Promosi dan demosi seolah menjadi alat untuk memberi "penghargaan" dan "menghukum" ASN. Apalagi, jika kepala daerah menjadi incumbent. Berdalih sebagai penyegaran, mutasi pejabat menjadi cara mudah meraih dukungan dan simpati.
Di Jawa Tengah, tahun politik bakal berlangsung agak lama, dua tahun berturut-turut. Di 2018, Jawa Tengah menggelar pemilihan gubernur (pilgub). Dan di tujuh kabupaten kota digelar pemilihan bupati/wakil bupati dan wali kota/wakil wali kota.
Tujuh wilayah tersebut adalah, Kabupaten Banyumas, Temanggung, Kudus, Karanganyar, Tegal, Magelang, dan Kota Tegal.

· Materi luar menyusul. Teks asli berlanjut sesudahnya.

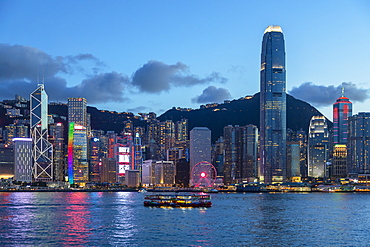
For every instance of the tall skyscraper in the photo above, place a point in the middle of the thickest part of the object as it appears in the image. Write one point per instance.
(78, 168)
(200, 146)
(358, 159)
(77, 111)
(22, 159)
(318, 142)
(342, 109)
(273, 107)
(42, 148)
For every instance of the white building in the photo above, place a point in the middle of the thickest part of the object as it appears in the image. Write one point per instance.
(23, 159)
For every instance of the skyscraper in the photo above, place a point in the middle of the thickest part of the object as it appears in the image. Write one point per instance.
(78, 169)
(358, 159)
(77, 111)
(22, 159)
(200, 146)
(318, 141)
(42, 148)
(342, 109)
(273, 106)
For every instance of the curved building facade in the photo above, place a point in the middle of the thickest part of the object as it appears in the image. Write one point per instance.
(342, 109)
(273, 107)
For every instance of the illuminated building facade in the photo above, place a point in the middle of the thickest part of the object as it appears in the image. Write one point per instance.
(339, 164)
(6, 161)
(148, 172)
(358, 159)
(273, 107)
(78, 167)
(42, 148)
(240, 153)
(293, 161)
(165, 173)
(95, 160)
(200, 146)
(181, 130)
(57, 139)
(318, 141)
(342, 109)
(22, 159)
(108, 172)
(77, 111)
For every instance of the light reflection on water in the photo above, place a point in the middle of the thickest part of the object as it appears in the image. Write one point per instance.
(120, 219)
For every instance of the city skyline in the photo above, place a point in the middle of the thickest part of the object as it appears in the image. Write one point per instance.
(106, 52)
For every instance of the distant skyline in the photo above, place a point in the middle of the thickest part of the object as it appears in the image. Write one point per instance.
(143, 56)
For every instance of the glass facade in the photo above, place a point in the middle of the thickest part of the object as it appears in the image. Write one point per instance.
(358, 157)
(318, 142)
(42, 148)
(77, 111)
(273, 107)
(342, 109)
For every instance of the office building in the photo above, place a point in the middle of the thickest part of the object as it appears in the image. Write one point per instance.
(165, 172)
(358, 144)
(342, 109)
(200, 146)
(56, 138)
(318, 141)
(339, 164)
(42, 149)
(22, 159)
(78, 167)
(6, 161)
(273, 107)
(77, 111)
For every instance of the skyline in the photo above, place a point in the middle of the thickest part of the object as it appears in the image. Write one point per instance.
(107, 52)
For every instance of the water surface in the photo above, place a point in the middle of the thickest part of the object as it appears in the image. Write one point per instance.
(235, 219)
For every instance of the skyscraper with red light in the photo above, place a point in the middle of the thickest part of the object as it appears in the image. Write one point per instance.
(342, 109)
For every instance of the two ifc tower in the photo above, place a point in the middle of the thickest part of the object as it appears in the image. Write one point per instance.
(273, 107)
(272, 115)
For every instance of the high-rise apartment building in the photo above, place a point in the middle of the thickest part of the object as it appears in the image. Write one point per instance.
(78, 167)
(22, 159)
(342, 109)
(42, 148)
(273, 106)
(358, 159)
(339, 164)
(200, 145)
(57, 139)
(318, 142)
(77, 111)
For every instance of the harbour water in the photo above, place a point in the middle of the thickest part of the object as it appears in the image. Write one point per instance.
(235, 219)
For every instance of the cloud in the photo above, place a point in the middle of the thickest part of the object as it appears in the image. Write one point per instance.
(19, 62)
(212, 95)
(21, 65)
(319, 95)
(104, 87)
(140, 109)
(155, 77)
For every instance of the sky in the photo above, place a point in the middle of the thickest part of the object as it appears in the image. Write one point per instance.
(150, 56)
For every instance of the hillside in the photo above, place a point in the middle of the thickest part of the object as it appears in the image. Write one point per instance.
(242, 112)
(237, 112)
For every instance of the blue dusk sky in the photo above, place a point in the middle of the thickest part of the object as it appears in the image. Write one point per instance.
(143, 56)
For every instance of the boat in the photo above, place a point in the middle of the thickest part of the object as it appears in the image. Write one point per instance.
(210, 190)
(178, 200)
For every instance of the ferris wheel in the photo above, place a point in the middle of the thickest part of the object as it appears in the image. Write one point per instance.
(203, 174)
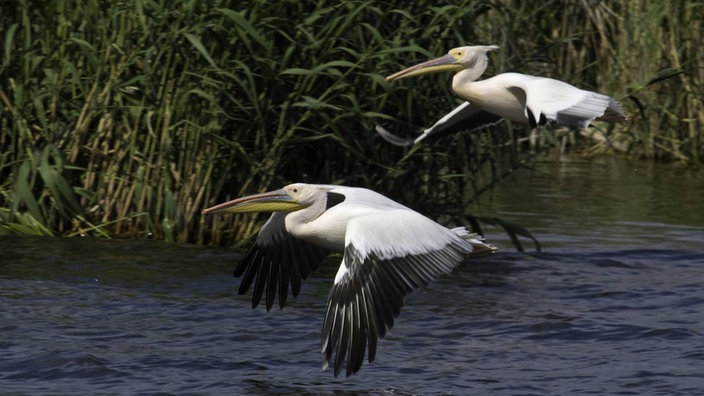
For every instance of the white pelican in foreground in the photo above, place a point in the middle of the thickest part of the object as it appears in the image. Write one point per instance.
(388, 251)
(517, 97)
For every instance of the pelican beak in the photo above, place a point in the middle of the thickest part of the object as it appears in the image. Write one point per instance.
(272, 201)
(443, 63)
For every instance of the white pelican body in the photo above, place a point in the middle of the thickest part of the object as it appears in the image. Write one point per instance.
(388, 251)
(517, 97)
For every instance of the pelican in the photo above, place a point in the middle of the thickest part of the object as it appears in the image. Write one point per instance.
(388, 251)
(517, 97)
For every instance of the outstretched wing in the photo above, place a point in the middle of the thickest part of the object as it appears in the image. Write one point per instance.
(387, 256)
(566, 105)
(275, 260)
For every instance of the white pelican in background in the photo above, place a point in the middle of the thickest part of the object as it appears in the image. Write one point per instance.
(518, 97)
(388, 251)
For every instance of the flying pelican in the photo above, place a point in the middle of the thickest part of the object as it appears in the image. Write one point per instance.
(388, 251)
(517, 97)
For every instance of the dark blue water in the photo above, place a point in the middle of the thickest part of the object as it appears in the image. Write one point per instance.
(613, 305)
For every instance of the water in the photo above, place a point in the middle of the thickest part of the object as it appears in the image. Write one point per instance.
(613, 305)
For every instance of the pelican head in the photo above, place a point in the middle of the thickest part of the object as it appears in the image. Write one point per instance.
(456, 60)
(288, 199)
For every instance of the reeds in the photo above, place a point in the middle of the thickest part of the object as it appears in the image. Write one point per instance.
(128, 118)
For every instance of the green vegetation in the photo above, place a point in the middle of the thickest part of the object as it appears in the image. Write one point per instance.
(126, 118)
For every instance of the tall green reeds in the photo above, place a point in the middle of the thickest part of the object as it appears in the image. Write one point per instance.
(127, 118)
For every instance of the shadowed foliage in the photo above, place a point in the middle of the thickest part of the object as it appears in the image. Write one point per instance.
(127, 118)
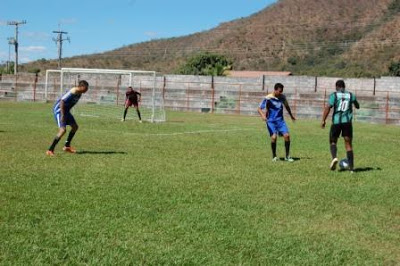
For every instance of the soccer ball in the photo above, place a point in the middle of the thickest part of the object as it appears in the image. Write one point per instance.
(344, 164)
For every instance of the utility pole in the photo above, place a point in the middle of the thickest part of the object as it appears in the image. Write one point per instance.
(11, 41)
(59, 40)
(16, 24)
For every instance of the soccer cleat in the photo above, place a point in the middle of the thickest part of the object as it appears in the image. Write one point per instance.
(69, 149)
(333, 164)
(289, 159)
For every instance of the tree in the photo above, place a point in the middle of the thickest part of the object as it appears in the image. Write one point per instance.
(394, 69)
(205, 64)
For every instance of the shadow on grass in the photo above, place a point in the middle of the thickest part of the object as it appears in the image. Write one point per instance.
(101, 152)
(294, 158)
(363, 169)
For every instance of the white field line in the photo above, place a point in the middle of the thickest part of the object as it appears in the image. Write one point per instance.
(177, 133)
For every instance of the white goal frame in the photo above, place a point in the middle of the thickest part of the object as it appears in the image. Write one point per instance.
(130, 73)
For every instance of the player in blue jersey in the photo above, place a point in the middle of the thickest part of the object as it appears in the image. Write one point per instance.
(342, 102)
(64, 117)
(273, 105)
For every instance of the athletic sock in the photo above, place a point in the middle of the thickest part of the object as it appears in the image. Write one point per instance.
(287, 148)
(53, 145)
(350, 158)
(273, 147)
(70, 136)
(333, 151)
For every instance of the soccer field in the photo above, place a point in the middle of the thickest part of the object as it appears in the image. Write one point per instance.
(198, 189)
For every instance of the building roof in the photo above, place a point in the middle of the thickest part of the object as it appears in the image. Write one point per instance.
(256, 74)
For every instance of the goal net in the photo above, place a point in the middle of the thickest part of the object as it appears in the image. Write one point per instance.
(106, 95)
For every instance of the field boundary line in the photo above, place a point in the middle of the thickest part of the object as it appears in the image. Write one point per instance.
(178, 133)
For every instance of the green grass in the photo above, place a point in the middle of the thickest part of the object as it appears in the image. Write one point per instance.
(199, 189)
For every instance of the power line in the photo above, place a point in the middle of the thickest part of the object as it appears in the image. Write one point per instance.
(59, 40)
(15, 42)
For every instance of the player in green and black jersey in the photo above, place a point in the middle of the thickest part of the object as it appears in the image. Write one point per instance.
(342, 102)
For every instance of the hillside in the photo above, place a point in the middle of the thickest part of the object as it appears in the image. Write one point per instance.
(307, 37)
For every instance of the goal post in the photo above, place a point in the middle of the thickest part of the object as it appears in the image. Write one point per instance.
(106, 95)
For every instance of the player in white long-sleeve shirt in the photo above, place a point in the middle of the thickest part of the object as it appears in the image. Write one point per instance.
(64, 117)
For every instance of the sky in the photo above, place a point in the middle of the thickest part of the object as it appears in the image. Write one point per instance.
(104, 25)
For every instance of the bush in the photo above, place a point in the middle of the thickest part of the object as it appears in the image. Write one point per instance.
(205, 64)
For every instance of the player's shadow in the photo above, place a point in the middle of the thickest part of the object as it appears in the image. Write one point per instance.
(101, 152)
(363, 169)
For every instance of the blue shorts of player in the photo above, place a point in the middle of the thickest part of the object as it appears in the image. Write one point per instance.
(277, 127)
(69, 119)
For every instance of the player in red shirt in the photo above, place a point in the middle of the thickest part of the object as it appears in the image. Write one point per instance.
(132, 98)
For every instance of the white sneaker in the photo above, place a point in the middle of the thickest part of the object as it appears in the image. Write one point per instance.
(333, 164)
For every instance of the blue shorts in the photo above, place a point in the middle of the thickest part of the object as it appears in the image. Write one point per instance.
(69, 119)
(277, 127)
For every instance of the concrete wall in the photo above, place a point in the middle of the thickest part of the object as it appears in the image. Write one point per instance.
(379, 98)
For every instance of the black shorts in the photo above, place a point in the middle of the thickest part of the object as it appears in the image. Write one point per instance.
(345, 129)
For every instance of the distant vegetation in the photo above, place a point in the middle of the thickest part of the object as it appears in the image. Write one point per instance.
(353, 38)
(205, 64)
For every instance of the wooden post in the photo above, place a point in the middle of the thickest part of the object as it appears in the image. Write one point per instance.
(240, 98)
(164, 86)
(387, 109)
(34, 87)
(295, 102)
(187, 97)
(374, 86)
(263, 85)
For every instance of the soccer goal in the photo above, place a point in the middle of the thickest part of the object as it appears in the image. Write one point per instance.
(106, 95)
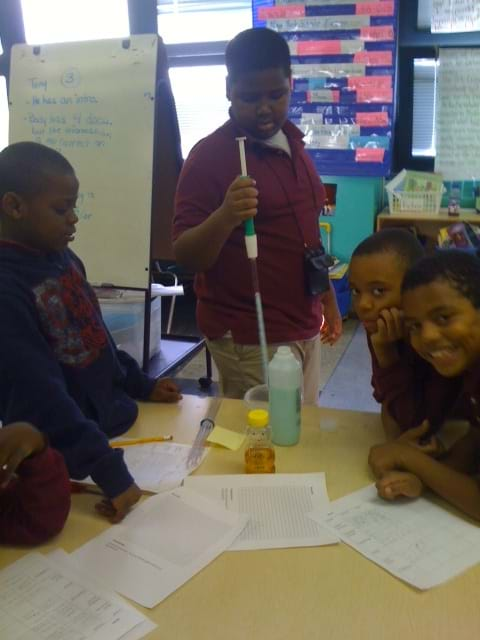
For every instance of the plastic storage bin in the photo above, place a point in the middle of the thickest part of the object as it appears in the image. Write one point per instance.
(124, 317)
(423, 201)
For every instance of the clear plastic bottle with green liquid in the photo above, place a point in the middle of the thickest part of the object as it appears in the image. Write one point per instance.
(285, 393)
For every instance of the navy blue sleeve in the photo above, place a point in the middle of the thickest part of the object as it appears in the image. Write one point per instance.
(33, 388)
(136, 383)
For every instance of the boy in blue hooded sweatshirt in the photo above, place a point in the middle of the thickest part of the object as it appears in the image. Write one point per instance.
(59, 368)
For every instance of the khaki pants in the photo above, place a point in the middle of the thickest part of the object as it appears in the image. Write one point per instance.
(240, 366)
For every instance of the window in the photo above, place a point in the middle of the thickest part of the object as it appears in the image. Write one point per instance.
(200, 100)
(424, 90)
(3, 113)
(69, 20)
(182, 21)
(196, 33)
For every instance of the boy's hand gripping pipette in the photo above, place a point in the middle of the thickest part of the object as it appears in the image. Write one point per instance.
(252, 253)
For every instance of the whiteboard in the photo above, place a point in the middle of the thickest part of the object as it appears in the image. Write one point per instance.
(457, 120)
(94, 102)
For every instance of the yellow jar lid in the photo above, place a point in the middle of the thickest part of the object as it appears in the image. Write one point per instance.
(257, 418)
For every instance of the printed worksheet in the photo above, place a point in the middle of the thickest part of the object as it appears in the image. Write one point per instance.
(41, 599)
(160, 545)
(277, 505)
(415, 540)
(158, 466)
(62, 558)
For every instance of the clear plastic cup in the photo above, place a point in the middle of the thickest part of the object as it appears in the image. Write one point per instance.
(257, 397)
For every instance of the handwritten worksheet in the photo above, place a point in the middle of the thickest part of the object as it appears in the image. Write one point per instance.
(158, 466)
(41, 599)
(415, 540)
(277, 505)
(160, 545)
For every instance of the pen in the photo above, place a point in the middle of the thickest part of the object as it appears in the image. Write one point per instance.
(127, 443)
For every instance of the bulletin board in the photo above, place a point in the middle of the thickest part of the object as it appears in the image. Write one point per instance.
(455, 16)
(343, 79)
(94, 102)
(457, 115)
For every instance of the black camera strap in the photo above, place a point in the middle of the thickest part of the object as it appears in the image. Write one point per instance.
(287, 198)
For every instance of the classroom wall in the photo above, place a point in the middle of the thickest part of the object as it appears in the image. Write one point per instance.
(358, 201)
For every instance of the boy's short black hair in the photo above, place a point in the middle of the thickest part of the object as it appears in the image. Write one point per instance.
(24, 167)
(394, 240)
(256, 50)
(461, 270)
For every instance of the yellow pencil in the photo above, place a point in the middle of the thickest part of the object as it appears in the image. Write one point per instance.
(127, 443)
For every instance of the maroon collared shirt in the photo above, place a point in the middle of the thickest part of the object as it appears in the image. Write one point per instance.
(291, 196)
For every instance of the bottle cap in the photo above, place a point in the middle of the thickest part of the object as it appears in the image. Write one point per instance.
(257, 418)
(284, 352)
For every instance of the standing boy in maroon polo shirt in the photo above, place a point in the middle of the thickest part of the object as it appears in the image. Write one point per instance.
(285, 195)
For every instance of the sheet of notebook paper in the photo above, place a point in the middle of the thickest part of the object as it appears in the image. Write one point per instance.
(416, 540)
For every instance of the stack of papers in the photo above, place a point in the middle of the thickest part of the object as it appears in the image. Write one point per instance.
(277, 505)
(416, 540)
(158, 466)
(160, 545)
(48, 597)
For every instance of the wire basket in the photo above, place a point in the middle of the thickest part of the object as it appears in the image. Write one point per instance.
(420, 201)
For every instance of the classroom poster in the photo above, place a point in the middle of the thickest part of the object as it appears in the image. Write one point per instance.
(455, 16)
(343, 78)
(457, 118)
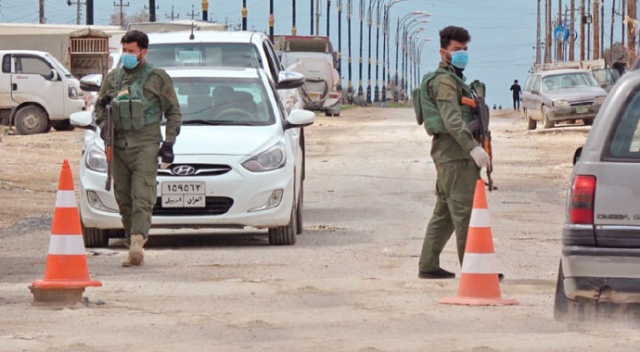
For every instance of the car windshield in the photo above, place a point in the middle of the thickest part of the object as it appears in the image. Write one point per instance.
(203, 54)
(223, 101)
(568, 80)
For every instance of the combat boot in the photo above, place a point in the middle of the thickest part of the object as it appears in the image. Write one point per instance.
(136, 253)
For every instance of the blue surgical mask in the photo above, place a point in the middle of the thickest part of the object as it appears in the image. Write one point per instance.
(460, 59)
(129, 61)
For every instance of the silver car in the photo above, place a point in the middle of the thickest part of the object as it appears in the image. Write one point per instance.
(600, 265)
(561, 95)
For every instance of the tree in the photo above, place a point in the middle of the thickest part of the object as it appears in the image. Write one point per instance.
(140, 16)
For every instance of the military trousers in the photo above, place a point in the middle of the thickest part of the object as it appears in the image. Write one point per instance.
(135, 186)
(455, 186)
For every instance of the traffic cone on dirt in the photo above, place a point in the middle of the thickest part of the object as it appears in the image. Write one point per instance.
(479, 284)
(66, 274)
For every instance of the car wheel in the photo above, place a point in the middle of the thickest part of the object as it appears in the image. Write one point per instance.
(299, 206)
(31, 120)
(531, 123)
(62, 125)
(545, 117)
(284, 235)
(561, 302)
(95, 237)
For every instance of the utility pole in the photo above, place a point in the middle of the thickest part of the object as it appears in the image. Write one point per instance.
(538, 46)
(572, 31)
(596, 30)
(41, 9)
(547, 26)
(582, 22)
(121, 6)
(78, 3)
(205, 10)
(193, 13)
(631, 30)
(173, 16)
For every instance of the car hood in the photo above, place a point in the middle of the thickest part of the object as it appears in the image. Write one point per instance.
(225, 140)
(574, 94)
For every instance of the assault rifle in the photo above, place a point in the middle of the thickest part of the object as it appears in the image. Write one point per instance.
(479, 128)
(107, 136)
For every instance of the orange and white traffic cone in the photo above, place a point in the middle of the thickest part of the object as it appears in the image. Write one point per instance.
(66, 274)
(479, 284)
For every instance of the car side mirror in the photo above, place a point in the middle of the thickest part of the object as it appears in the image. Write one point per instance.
(289, 80)
(577, 155)
(91, 83)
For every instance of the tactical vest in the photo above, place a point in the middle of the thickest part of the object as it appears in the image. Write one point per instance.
(425, 107)
(133, 110)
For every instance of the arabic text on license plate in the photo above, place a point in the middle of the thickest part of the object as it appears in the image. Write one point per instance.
(188, 194)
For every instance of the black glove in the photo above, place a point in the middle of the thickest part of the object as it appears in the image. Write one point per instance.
(104, 101)
(166, 152)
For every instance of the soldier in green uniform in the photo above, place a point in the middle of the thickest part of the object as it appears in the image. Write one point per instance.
(139, 95)
(458, 158)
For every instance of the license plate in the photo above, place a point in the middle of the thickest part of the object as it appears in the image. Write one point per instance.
(582, 109)
(188, 194)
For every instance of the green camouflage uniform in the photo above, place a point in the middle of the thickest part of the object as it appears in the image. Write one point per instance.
(457, 173)
(135, 152)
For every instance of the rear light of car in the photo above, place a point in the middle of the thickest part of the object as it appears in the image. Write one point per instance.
(583, 191)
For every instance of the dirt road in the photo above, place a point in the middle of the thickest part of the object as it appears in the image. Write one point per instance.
(349, 284)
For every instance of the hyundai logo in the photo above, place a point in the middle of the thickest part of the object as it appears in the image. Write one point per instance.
(183, 170)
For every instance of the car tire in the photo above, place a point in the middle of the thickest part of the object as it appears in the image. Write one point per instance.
(62, 125)
(545, 118)
(299, 207)
(561, 303)
(531, 123)
(31, 119)
(284, 235)
(95, 238)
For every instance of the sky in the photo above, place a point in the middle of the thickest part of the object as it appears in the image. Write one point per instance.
(503, 32)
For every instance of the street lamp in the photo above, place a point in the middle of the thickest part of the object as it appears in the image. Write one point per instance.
(386, 49)
(399, 24)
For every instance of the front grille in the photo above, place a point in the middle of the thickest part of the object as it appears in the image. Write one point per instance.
(214, 206)
(194, 170)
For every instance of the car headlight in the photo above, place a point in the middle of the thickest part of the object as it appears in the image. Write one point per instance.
(271, 159)
(73, 92)
(96, 160)
(599, 100)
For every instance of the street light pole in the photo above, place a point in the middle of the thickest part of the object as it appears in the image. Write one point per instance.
(293, 18)
(244, 15)
(360, 90)
(349, 13)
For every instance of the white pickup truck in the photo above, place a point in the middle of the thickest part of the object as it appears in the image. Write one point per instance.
(37, 92)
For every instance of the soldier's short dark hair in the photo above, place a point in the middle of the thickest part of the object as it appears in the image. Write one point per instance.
(138, 37)
(450, 33)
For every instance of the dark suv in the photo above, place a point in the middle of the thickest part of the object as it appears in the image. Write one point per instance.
(600, 264)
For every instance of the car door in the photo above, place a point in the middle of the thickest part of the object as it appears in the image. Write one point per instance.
(617, 190)
(32, 81)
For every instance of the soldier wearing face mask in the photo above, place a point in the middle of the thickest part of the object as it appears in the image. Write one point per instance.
(139, 95)
(457, 156)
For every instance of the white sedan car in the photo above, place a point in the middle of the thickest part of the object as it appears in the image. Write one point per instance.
(238, 161)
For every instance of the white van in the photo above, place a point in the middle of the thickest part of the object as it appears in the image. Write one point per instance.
(37, 92)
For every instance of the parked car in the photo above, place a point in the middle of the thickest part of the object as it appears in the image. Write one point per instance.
(238, 161)
(561, 95)
(601, 234)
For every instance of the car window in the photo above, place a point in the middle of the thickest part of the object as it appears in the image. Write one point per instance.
(624, 142)
(568, 80)
(230, 100)
(203, 54)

Sementara, di 2019, iklim politik bakal memanas lantaran pelaksanaan pemilihan presiden (pilpres) dan pemilihan legislatif (pileg). Di kesemua gelaran pesta demokrasi itu, incumbent paling diuntungkan. Tak hanya soal fasilitas, mereka pun bisa memanfaatkan program kebijakan untuk mendulang suara.
Terkait dengan pesta demokrasi ini, Direktur Jenderal Otonomi Daerah (Dirjen Otda) Kementerian Dalam Negeri Sumarsono, mengingatkan ASN agar bersikap netral. Bahkan, pihaknya bakal mengawasi secara ketat. Ancamannya begitu berat.
"Jika memenuhi kategori pelanggaran, langsung diberhentikan sementara. Oleh karena itu, tolong jangan terlibat," pinta Sumarsono.
Jelas, pemberian sanksi terkait pelanggaran netralitas ASN di pilkada berbeda dari ketentuan yang diatur dalam Peraturan Pemerintah (PP) Nomor 53 Tahun 2010 tentang Disiplin Pegawai Negeri Sipil. Dalam peraturan tersebut, ASN yang melanggar bakal mendapat kesempatan tiga kali pemanggilan pemeriksaan sebelum sanksi diberikan.
Memang seperti buah simalakama, tak mendukung calon incumbent bakal terancam didemosi dari jabatan namun jika terbukti mendukung dan tak netral, status sebagai ASN dipertaruhkan. Jadi, mau pilih mana? (tribunjateng/rika irawati)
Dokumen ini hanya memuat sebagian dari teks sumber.